Rachmaninoff Vespers

I used to say the Beethoven Missa Solemnis was the hardest thing I've ever sung. I would like to put it in position number two now and put the Rachmaninoff Vespers in position number one.

That being said - I love singing it for many reasons. First, it is incredibly beautiful. Having been to Russia I can just imagine singing this in an onion domed sanctuary. . .the air heavy with incense and colorful robed priests intoning behind a screen covered with icons.
Another reason I love singing it is because it stretched me as a singer. I have done many pieces in my lifetime. Two file cabinets full of choral music - many huge works - many vocally taxing works. Nothing like this.
I started looking at this piece as soon as I got the music. I looked at it, marked it, tabbed it, marked the meter changes, and listened to it over and over and over again - and it still kicked my butt . . .love that. After you've done as many pieces as I have it's great to sing something new that pushes you to new heights. It pushed my ability to dedicate myself to a piece of music to the exclusion of many other things. It defined for me that my desire to be a musician of high calibre is very important to me and that I will make the time to find that height. It created new ears for me - ears to hear and to listen. It gave me new found respect for an amazing conductor who took an all volunteer chorus through a piece that many professional choruses have crucified themselves upon.

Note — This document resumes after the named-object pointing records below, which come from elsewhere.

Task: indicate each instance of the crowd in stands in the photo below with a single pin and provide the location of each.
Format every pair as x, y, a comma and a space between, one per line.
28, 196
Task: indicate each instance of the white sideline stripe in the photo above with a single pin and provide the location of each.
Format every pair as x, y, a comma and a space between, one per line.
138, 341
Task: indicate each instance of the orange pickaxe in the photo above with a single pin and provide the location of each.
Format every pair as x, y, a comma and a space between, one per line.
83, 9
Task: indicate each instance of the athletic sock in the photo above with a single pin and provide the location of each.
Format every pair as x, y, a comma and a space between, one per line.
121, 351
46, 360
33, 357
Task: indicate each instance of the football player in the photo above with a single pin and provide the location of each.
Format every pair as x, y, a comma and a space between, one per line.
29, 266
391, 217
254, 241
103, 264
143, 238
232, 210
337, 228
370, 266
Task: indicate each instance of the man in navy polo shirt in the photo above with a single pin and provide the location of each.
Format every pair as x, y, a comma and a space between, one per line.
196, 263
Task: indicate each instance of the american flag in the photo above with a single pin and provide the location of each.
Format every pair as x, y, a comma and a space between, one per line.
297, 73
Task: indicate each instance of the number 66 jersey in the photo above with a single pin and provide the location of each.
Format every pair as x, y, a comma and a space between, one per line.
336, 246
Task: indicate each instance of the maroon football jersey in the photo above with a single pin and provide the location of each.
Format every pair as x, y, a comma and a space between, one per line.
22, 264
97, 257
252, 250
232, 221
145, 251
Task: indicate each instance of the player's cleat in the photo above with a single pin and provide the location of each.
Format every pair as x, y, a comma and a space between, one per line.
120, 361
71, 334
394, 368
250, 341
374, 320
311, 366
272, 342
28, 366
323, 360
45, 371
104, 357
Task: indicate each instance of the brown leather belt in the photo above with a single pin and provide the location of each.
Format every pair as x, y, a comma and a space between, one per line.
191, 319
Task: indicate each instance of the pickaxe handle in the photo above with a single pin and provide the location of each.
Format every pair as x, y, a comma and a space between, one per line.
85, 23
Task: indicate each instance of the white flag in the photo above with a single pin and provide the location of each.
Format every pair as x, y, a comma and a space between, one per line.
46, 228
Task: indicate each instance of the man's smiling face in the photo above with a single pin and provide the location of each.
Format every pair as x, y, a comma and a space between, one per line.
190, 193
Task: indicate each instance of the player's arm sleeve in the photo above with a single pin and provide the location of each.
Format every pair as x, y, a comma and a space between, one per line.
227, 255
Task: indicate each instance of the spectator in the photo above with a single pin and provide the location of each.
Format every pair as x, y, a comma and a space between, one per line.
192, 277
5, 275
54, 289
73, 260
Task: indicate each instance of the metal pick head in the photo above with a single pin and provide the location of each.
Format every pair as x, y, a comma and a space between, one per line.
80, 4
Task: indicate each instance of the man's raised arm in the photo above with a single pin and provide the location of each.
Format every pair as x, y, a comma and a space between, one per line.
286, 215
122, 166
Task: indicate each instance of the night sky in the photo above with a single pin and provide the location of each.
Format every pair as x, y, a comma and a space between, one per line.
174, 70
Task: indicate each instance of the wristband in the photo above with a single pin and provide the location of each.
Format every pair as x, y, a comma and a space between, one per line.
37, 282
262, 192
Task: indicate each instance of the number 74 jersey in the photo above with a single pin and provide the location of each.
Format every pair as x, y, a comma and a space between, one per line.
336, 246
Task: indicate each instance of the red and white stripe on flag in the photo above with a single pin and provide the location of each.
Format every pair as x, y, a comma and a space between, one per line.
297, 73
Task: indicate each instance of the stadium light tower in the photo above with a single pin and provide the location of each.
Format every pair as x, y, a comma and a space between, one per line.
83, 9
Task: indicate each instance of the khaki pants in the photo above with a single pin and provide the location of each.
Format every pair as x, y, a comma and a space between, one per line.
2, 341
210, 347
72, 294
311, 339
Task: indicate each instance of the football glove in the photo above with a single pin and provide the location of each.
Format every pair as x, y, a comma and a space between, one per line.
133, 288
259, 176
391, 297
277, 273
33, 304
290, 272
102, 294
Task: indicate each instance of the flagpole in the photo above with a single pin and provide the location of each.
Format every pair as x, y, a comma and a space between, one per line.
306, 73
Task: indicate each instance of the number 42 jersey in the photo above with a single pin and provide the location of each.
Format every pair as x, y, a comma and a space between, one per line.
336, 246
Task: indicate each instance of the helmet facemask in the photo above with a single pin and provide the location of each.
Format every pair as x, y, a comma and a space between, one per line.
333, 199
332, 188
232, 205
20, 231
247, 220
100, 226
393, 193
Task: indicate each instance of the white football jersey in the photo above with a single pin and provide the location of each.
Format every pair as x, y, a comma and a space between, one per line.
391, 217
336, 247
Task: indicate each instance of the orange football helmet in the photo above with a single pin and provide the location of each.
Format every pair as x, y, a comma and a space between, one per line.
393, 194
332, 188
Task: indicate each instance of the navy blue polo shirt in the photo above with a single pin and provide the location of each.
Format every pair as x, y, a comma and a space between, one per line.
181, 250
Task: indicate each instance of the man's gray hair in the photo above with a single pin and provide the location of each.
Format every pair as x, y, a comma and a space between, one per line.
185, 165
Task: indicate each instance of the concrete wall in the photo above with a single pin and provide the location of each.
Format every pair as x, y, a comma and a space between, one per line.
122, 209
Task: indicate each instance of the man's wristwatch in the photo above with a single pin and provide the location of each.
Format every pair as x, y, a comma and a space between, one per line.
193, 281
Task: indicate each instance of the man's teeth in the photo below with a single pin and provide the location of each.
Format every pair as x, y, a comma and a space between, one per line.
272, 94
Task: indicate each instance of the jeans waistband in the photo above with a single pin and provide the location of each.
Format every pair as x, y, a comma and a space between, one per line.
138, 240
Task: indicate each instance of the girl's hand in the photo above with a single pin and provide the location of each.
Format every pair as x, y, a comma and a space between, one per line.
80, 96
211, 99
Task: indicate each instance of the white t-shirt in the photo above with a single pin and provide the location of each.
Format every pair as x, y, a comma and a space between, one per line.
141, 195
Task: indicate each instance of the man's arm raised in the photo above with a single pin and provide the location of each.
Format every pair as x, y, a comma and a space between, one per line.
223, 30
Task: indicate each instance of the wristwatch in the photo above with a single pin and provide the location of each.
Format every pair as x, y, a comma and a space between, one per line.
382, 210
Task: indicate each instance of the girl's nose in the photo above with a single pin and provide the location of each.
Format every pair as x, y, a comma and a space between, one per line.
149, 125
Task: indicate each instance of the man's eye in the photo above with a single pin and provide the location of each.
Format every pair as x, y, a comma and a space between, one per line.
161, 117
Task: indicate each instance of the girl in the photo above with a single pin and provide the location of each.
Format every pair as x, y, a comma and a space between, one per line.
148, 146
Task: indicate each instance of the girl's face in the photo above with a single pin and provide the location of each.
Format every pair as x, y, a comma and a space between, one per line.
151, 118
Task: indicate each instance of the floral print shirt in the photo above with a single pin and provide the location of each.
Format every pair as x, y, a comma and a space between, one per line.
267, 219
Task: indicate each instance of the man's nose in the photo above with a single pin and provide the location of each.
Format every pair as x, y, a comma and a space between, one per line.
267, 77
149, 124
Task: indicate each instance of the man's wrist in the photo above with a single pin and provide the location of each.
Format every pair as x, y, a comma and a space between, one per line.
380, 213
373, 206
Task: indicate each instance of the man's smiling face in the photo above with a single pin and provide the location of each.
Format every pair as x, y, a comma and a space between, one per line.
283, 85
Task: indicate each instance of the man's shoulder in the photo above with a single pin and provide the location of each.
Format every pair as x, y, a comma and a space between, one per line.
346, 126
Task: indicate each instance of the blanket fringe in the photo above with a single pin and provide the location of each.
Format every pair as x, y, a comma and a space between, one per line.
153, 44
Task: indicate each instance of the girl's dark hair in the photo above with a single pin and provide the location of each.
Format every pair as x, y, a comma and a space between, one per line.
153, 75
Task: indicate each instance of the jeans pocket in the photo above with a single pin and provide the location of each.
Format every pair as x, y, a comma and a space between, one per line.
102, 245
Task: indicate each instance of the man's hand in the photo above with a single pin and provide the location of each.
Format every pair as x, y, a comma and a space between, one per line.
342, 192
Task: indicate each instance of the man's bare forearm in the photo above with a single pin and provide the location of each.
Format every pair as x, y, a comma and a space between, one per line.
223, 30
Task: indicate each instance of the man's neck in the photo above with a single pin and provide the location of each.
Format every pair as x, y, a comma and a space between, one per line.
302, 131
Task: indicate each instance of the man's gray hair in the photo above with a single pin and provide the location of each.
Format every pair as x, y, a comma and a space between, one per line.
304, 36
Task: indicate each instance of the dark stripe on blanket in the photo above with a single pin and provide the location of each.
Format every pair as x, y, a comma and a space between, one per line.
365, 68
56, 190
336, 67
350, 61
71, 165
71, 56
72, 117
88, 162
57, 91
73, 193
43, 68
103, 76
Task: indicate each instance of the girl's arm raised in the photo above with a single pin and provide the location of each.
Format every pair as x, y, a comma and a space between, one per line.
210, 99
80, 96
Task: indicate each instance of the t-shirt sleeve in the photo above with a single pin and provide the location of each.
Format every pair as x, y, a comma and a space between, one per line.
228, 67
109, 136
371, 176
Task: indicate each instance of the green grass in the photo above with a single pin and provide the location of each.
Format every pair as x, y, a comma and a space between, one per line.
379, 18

It made me realize, on the other hand, that some folks just don't get it. Some folks are too casual. I realize it's all volunteer, but I rapidly see change coming. I think that the direction in which we are headed is to a more professional chorus. As a non- music major I have to be above board and charging with a work ethic that won't quit if I want to make the cut. I think I will. I do not think I'll sing everything from here on out. I acquitted myself well on this piece but man - it took a long time to learn it and I still don't have it learned. I do my best.
I cannot speak for other people. I know there was angst, anger, and anxiety. I didn't feel it. When my feet are held to the fire verbally or literally I usually just try to conquer the problem with a full-speed ahead. I hope that was appreciated - apparently it was. All I ever want to be is a good chorister. I hope I'm about halfway to achieving that.
It's a privilege to sing with this group - one I do not have title to without working my butt off to keep my spot. I intend to keep my spot.